Likely to end up with their fair share of earnings

Compensation is lower in these states because right-to-work laws weaken workers’ voices by limiting their ability to financially sustain unions. When workers have fewer opportunities to band together, they are less likely to end up with their fair share of earnings.

And it’s not just union workers who have lower wages and benefits in right-to-work states, but non-union workers as well. That’s because non-union employers must provide better wages in states where unions are more common in order to compete for the workers they need.

Proponents promise these laws will open the floodgates to new employment, but states that are right-to-work are not more effective at growing and attracting jobs. In fact, seven of the 11 states with the highest unemployment rates are right-to-work states, and 12 of the 15 states with the highest poverty rates. After Oklahoma passed right-to-work in 2001, its trend of growing manufacturing employment in the decade prior to the law was reversed.

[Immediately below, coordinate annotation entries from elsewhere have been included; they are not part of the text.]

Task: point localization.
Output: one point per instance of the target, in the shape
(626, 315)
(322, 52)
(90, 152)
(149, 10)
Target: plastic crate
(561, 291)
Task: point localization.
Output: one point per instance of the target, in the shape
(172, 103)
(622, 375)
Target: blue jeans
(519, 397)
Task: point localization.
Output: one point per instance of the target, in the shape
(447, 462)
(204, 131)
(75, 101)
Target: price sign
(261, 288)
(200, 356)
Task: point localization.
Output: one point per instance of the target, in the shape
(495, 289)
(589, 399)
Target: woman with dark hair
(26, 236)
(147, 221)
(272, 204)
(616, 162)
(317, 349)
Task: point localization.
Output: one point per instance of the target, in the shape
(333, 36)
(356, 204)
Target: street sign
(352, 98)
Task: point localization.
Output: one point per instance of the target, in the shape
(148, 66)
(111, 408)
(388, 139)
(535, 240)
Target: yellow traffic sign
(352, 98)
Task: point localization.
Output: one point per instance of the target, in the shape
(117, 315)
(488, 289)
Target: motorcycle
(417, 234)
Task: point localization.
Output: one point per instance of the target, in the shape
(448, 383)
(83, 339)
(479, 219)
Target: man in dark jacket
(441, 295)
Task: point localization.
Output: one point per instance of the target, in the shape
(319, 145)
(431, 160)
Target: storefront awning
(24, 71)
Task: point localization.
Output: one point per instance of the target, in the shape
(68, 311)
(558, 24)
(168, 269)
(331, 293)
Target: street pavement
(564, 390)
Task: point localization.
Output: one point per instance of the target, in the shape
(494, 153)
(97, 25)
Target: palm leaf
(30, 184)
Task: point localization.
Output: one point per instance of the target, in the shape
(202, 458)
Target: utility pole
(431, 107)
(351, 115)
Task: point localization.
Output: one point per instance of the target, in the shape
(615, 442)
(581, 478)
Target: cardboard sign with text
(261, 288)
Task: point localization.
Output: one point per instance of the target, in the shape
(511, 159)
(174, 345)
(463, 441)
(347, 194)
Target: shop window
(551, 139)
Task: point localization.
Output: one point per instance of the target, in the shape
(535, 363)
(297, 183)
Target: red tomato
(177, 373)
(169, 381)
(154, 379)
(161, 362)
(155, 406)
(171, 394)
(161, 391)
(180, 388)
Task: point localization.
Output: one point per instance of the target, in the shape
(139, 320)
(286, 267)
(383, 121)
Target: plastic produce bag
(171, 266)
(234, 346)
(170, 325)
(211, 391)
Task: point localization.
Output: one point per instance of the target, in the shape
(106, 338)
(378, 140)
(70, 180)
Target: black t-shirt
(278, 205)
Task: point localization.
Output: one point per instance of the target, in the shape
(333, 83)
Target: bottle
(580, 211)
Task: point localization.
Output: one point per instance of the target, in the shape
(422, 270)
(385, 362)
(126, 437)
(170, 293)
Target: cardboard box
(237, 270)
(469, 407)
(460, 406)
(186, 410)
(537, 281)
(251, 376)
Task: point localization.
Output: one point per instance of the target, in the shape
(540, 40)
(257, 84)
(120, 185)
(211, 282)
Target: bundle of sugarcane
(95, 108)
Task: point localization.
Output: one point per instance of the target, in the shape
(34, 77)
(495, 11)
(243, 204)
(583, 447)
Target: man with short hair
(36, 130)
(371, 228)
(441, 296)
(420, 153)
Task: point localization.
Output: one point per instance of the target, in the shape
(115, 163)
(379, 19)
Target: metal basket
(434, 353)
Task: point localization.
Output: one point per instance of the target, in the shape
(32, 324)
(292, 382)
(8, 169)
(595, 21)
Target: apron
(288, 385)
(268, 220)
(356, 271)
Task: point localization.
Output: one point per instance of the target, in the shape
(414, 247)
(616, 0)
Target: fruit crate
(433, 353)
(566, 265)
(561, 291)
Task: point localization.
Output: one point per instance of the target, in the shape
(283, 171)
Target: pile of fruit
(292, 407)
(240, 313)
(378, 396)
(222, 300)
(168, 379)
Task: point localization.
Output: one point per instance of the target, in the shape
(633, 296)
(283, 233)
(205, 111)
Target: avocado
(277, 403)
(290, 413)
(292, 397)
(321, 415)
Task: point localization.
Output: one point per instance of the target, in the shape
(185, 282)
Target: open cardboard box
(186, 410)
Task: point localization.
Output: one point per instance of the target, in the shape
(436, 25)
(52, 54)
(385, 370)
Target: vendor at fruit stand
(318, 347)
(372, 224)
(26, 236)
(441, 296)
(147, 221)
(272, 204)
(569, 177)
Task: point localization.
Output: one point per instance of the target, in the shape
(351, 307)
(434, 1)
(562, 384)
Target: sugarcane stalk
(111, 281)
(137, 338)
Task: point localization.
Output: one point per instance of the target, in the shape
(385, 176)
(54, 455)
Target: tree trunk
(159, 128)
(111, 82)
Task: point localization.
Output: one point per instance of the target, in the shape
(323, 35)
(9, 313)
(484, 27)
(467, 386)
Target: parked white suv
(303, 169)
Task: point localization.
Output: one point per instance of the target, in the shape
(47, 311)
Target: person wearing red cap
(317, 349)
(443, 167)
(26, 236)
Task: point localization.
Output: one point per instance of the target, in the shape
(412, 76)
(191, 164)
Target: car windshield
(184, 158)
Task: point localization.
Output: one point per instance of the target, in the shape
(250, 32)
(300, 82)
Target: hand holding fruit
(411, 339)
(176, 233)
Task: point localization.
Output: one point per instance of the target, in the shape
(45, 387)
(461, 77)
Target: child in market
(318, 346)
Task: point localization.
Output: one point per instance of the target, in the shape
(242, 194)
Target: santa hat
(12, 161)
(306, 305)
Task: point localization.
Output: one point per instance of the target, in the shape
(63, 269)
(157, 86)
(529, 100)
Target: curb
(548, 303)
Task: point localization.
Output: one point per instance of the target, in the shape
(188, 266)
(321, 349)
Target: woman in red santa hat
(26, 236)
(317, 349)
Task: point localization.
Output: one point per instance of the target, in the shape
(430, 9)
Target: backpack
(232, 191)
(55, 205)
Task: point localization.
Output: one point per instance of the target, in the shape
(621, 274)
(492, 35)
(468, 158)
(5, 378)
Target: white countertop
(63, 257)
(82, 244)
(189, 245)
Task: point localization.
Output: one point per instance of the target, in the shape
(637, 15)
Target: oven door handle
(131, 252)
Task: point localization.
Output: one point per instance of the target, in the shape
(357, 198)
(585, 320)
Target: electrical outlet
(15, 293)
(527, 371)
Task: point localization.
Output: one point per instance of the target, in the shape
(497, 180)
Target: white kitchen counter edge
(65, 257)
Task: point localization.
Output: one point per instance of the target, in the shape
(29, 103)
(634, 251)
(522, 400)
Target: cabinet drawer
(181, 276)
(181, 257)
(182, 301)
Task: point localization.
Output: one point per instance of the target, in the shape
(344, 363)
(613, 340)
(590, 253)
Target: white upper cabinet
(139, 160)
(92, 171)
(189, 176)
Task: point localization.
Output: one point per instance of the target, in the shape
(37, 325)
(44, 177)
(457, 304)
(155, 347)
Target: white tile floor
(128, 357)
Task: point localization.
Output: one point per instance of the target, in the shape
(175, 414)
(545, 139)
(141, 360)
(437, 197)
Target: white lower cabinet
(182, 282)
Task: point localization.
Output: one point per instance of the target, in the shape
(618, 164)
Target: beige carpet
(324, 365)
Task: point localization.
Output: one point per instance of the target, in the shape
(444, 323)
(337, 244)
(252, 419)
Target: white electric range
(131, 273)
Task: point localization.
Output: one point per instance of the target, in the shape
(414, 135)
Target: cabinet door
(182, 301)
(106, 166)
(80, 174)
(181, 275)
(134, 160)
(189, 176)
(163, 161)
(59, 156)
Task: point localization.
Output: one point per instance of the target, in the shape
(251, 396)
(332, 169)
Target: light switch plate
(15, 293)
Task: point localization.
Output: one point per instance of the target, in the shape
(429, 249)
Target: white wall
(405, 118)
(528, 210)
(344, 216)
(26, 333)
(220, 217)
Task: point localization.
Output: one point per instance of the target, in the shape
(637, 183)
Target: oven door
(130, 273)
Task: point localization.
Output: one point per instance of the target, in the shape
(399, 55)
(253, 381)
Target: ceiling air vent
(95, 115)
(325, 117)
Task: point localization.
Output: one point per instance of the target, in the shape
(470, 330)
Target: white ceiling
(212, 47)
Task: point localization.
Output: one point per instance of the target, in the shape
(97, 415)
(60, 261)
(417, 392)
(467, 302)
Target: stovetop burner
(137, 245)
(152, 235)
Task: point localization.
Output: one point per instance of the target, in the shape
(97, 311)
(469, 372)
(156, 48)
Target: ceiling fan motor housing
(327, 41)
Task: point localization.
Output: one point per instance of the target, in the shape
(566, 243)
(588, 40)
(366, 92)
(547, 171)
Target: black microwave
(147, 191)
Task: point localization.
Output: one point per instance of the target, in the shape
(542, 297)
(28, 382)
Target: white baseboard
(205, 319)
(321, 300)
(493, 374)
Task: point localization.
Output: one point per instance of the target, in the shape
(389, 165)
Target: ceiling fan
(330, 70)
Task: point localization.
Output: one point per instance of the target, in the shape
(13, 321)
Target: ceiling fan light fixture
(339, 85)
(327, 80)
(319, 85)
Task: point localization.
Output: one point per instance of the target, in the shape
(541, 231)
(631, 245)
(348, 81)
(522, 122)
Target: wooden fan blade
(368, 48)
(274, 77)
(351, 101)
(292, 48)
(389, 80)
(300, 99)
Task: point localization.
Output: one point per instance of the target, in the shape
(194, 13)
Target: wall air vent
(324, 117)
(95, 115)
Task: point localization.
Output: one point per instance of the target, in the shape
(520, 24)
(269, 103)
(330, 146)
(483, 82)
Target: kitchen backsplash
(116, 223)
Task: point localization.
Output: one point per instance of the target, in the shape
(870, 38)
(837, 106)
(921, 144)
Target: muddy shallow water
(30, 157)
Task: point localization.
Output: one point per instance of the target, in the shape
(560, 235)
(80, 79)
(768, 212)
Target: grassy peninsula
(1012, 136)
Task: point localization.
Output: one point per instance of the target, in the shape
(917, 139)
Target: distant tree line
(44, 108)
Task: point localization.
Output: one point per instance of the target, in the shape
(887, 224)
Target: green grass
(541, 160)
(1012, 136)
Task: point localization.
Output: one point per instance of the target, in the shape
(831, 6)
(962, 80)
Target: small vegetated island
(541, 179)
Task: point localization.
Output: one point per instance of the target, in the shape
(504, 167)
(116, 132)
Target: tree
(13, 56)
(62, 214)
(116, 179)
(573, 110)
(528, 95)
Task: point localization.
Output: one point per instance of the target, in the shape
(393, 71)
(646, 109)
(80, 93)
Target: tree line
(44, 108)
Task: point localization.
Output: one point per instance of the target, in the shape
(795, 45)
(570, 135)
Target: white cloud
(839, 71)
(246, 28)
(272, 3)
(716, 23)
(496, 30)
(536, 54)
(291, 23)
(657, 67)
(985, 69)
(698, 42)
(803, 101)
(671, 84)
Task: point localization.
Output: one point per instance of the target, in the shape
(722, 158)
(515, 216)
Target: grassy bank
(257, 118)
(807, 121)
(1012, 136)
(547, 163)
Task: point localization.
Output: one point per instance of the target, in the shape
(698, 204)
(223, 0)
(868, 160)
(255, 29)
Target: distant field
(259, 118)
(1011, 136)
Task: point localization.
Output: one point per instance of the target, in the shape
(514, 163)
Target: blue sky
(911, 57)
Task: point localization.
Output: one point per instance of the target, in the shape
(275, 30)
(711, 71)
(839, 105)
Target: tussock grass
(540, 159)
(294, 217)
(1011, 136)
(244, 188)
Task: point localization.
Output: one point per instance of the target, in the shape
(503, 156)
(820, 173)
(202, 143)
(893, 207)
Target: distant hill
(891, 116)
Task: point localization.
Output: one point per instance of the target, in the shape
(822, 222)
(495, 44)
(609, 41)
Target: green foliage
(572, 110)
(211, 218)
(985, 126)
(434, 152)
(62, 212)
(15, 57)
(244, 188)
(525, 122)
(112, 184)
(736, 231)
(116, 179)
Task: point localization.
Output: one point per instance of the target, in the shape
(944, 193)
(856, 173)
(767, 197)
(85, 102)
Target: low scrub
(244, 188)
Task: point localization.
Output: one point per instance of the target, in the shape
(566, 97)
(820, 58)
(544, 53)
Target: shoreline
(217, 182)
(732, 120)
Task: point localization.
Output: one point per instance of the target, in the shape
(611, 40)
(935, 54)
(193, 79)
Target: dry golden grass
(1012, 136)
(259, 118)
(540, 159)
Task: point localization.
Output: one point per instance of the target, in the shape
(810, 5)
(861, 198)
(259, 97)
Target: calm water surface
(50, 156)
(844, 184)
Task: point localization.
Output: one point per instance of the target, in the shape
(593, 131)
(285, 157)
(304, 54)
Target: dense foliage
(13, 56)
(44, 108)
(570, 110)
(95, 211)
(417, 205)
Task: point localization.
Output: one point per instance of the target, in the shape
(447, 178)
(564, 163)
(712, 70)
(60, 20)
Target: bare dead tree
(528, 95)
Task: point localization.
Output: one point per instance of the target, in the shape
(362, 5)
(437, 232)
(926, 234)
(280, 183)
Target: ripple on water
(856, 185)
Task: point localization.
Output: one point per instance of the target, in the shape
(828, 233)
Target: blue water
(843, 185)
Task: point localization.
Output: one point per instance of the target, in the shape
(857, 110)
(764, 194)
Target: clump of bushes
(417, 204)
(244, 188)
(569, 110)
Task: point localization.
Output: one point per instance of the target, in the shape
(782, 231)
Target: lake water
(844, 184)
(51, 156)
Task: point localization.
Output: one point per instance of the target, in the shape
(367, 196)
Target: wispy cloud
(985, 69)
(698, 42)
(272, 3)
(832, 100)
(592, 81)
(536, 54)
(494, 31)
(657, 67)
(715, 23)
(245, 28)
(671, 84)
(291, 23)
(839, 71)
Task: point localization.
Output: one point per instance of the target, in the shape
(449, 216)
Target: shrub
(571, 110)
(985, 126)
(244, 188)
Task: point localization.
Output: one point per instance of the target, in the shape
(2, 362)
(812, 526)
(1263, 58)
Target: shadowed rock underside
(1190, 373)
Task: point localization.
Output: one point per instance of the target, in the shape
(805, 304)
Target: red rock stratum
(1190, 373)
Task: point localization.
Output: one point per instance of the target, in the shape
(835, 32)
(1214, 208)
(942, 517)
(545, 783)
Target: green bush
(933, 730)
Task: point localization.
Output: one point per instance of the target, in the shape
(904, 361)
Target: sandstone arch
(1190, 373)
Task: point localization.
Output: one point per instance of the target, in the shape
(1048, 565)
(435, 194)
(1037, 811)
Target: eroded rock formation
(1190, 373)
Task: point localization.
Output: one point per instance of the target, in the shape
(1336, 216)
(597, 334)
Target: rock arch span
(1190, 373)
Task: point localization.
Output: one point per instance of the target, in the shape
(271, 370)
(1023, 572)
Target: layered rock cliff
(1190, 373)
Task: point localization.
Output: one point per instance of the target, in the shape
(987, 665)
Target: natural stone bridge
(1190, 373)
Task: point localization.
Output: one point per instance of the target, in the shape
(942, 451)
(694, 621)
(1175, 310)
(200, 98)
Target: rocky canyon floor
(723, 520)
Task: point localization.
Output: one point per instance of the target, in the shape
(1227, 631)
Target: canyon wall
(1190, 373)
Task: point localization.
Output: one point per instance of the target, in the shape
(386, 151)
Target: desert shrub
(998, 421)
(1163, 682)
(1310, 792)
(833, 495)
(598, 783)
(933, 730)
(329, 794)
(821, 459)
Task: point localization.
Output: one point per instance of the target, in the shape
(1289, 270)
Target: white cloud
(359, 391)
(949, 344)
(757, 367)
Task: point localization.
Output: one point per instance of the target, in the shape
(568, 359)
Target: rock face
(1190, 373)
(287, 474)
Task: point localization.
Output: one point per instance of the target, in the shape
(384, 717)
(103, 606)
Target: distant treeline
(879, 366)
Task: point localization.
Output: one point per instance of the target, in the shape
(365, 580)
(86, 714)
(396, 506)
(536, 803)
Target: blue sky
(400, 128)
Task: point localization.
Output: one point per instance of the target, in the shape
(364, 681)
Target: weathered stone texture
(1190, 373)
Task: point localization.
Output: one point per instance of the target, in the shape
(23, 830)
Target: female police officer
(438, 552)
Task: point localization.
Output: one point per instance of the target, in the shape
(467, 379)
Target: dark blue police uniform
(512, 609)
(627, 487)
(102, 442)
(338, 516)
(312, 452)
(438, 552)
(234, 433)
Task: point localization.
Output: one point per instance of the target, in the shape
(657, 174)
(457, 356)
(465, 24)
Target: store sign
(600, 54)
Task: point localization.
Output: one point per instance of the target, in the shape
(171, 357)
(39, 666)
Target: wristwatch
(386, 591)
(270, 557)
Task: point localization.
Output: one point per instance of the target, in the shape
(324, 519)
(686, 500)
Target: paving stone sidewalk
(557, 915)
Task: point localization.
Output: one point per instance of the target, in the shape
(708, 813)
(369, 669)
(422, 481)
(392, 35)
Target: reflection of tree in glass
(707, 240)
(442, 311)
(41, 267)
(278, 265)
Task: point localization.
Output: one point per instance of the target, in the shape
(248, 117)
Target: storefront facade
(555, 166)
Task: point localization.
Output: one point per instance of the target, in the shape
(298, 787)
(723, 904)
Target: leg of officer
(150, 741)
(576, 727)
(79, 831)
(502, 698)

What drives the creation of good jobs in states and localities is not a race to the bottom on wages, but completely different factors including the presence of a skilled workforce, a high quality of life and a modern infrastructure. Also, jobs are created when workers have money in their pockets to spend because of decent wages, which right-to-work inhibits.

While right-to-work laws won’t make businesses flock to the state, limiting workers’ voices will worsen the job quality challenges so many Kentuckians—and Americans—are facing. Real workers’ wages have barely grown for decades even as incomes soar at the top. Half of all income gains since 1979 have gone to the richest one percent. That’s not because of a lack of economic growth, but because the gains from growth are not being shared.

The plan to create so-called right-to-work laws is being orchestrated nationally by big corporate interests that are spending millions to make it happen. Leading the charge are organizations like the American Legislative Exchange Council and the Heritage Foundation that are funded by the Koch brothers and other billionaire elites. When unions are weaker, it’s easier for the wealthy and powerful to have their way at work sites and on a range of public policy issues affecting their bottom line.